Most of Orange County has been upgraded to a moderate drought, according to data released today by the U.S. Drought Monitor.
Orange County was initially placed under an “abnormally dry” drought, the lowest of the levels, on July 16, 2022 (story here). This was referred to as a level D-0 drought. Today’s upgrade brings the level to D-1. The highest level on the scale is a D-4 drought, which is considered “exceptional.”
The moderate drought now encompasses northern Orange, southern Ulster, Putnam, and southern Dutchess Counties. The area expands into all of the New England states. Areas across the New England coast have been upgraded to a severe drought.
Water levels in the region’s reservoirs are continuing to drop. The Schoharie Reservoir in the Catskills is down to 55.5% capacity. The Cannonsville Reservoir, also in the Catskills, dropped to 67.3% capacity. The largest of the seven reservoirs is the Pepacton Reservoir in Delaware County, which holds 140.2 billion gallons of water. Is has fallen to an 81% capacity.
Across the seven major reservoirs in the area, the average capacity has dropped to 81.9%, according to data provided by the NYC Environmental Protection. On July 16, 2022, The Newburgh News reported the average level was 87.7%. On July 29, 2022, the average level was at 83.8%. In less than three weeks, the average level dropped 6%. The normal level for the reservoirs is 89.6% this time of year.
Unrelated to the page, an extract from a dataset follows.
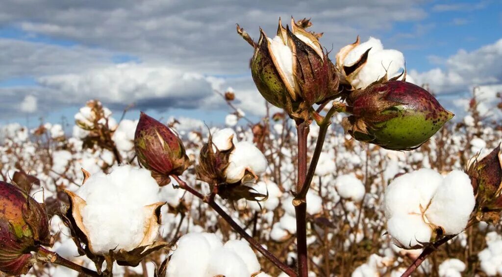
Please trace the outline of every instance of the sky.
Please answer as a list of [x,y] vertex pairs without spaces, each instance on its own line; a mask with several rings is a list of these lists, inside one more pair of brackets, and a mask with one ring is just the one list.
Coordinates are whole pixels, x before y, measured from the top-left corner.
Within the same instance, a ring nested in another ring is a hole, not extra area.
[[253,49],[235,24],[257,40],[260,27],[271,36],[292,16],[311,18],[333,53],[358,35],[401,51],[416,82],[455,113],[474,86],[502,90],[499,0],[2,0],[0,124],[71,122],[93,98],[117,117],[134,104],[128,118],[217,124],[230,110],[214,91],[229,87],[258,118]]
The drought conditions come after a prolonged dry spell and two intense heat waves. Newark International Airport recorded their driest July ever, with just 0.55″ of rain for the entire month. The Village of Harriman in southern Orange County already began implementing water restrictions last month.
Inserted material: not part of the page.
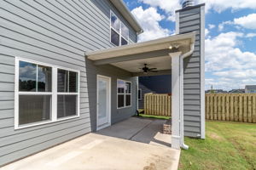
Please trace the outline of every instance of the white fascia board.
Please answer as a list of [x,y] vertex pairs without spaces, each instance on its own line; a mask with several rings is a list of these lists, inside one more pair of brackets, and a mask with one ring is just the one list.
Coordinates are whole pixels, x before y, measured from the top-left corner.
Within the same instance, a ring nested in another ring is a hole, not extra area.
[[178,34],[139,43],[87,52],[85,53],[85,56],[87,56],[89,60],[98,60],[118,56],[136,54],[139,53],[166,49],[177,41],[189,41],[188,45],[190,45],[190,43],[193,43],[195,40],[195,34],[196,32]]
Vail’s Gate Tower, a weather tower operated by The Newburgh News (forecast and data here), recorded 1.7″ of rain for the entire month of July, compared to 3.772″ in July of 2021 and 4.406″ in July of 2020. There were only five days of recorded rain in July of 2022, compared to 21 days in July of 2021 and 10 days in July of 2020.
The current heat wave, last week’s heat wave, and a prolonged period without rain has contributed to the drought, according to the National Weather Service in Upton, NY.
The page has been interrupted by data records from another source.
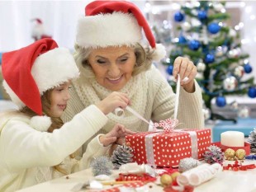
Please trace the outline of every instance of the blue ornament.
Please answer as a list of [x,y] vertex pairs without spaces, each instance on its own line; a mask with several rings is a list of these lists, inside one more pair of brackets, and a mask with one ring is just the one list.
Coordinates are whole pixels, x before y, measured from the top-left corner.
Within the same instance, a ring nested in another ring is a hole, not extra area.
[[188,47],[192,50],[198,50],[200,46],[201,46],[201,44],[198,40],[191,40],[188,44]]
[[256,97],[256,88],[255,87],[249,87],[247,94],[249,97],[255,98]]
[[174,20],[177,22],[183,21],[184,20],[184,18],[185,18],[185,16],[180,12],[178,12],[174,14]]
[[215,61],[215,56],[211,54],[207,54],[206,56],[205,57],[205,62],[206,63],[211,63]]
[[253,68],[249,63],[244,64],[244,68],[246,73],[250,73],[253,71]]
[[216,98],[216,105],[219,107],[224,107],[226,105],[225,99],[224,96],[218,96]]
[[199,20],[202,21],[207,18],[207,13],[206,11],[200,10],[197,14],[197,17]]
[[166,68],[166,73],[168,73],[169,75],[173,75],[173,65],[169,65]]
[[178,37],[178,43],[181,44],[186,44],[187,43],[186,38],[183,35],[180,35]]
[[216,34],[220,31],[220,26],[219,26],[218,23],[211,23],[208,25],[208,31],[211,34]]

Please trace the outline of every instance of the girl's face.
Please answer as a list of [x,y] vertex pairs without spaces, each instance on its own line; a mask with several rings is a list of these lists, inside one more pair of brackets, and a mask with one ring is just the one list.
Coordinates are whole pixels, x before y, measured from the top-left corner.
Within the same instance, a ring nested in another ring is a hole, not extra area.
[[119,91],[127,83],[135,62],[134,49],[127,46],[96,49],[88,57],[97,82],[111,91]]
[[60,117],[67,107],[67,102],[70,98],[69,88],[71,82],[69,81],[55,87],[50,95],[50,112],[53,117]]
Today’s high temperature reached 100.2 degrees, according to data recorded at Vail’s Gate Tower. This is the third day in a row with temperatures exceeding 90 degrees, with yesterday reaching 92.4 degrees and Tuesday hitting 93.8 degrees.
The previous heat wave extended from July 19 through July 24, 2022 with temperatures breaking 90 degrees for six consecutive days. The month of July saw a total of 11 days over 90 degrees.
There appears to be no end in sight to the heat. Temperatures are forecast to exceed 90 degrees every day through at least Tuesday.
As for the rain, there is a chance of flash flooding tomorrow. A tropical air mass already in place could bring storms with periods of moderate to heavy rainfall. Rain of such intensity is likely to runoff and not absorb into the ground.